Let's identify any operator on $V$ with its matrix representation. Then we have the following identity: $$ \langle Tx,y\rangle = \langle x,T^T y\rangle \quad (x,y \in V) .$$ Now we extend $T$ to all of $\Lambda(V)$ in the standard way by the formula $T(x\wedge y) = Tx \wedge Ty$. Then we have the identities $$ \text{adj}(T)^T x = *(T(*x)) \quad (x \in V) ,$$ $$ \det(T) = *(T(*1)) ,$$ noting that $*1 = e_1\wedge e_2 \wedge \cdots \wedge e_n$.

Then for all $x,y \in V$, we have $$ \langle \text{adj}(T)^T x,Ty\rangle = *(T(*x) \wedge Ty) = *(T((*x)\wedge y)) = \det(T) \langle x,y\rangle .$$ Since $\langle\cdot,\cdot\rangle$ is non-degenerate, we have $$ \det(T) I = (\text{adj}(T)^T)^T \cdot T = \text{adj}(T) \cdot T .$$

Solution 2:

I'll propose to you another (slightly different, but isomorphic) definition of the adjugate (classical adjoint). Im borrowing from section 8 of http://people.reed.edu/~jerry/332/27exterior.pdf .

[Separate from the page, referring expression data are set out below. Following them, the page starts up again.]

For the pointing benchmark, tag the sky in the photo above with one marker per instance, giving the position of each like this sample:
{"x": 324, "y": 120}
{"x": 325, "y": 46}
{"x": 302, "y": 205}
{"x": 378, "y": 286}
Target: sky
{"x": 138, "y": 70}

Let $f:V\rightarrow V$ (with $n$ the dimension of $V$). We have a canonical isomorphism $\phi:V=\wedge^1 V\rightarrow\mathrm{Hom}(\wedge^{n-1} V,\wedge^n V)$ induced by the Wedge product. Let the adjugate $\mathrm{adj}(f):V\rightarrow V$ of $f$ be obtained from $\mathrm{Hom}(\wedge^{n-1} f,\wedge^{n} V)$ via $\phi$, i.e. $\phi\circ \mathrm{adj}(f)=\mathrm{Hom}(\wedge^{n-1} f,\wedge^{n} V)\circ\phi$. It is then easy to check that $\mathrm{adj}(f)\circ f=\det(f)\mathrm{id}_V$: simply check $\phi((\mathrm{adj}(f)\circ f)v)=\phi(\det(f)v)$ for every $v\in V$.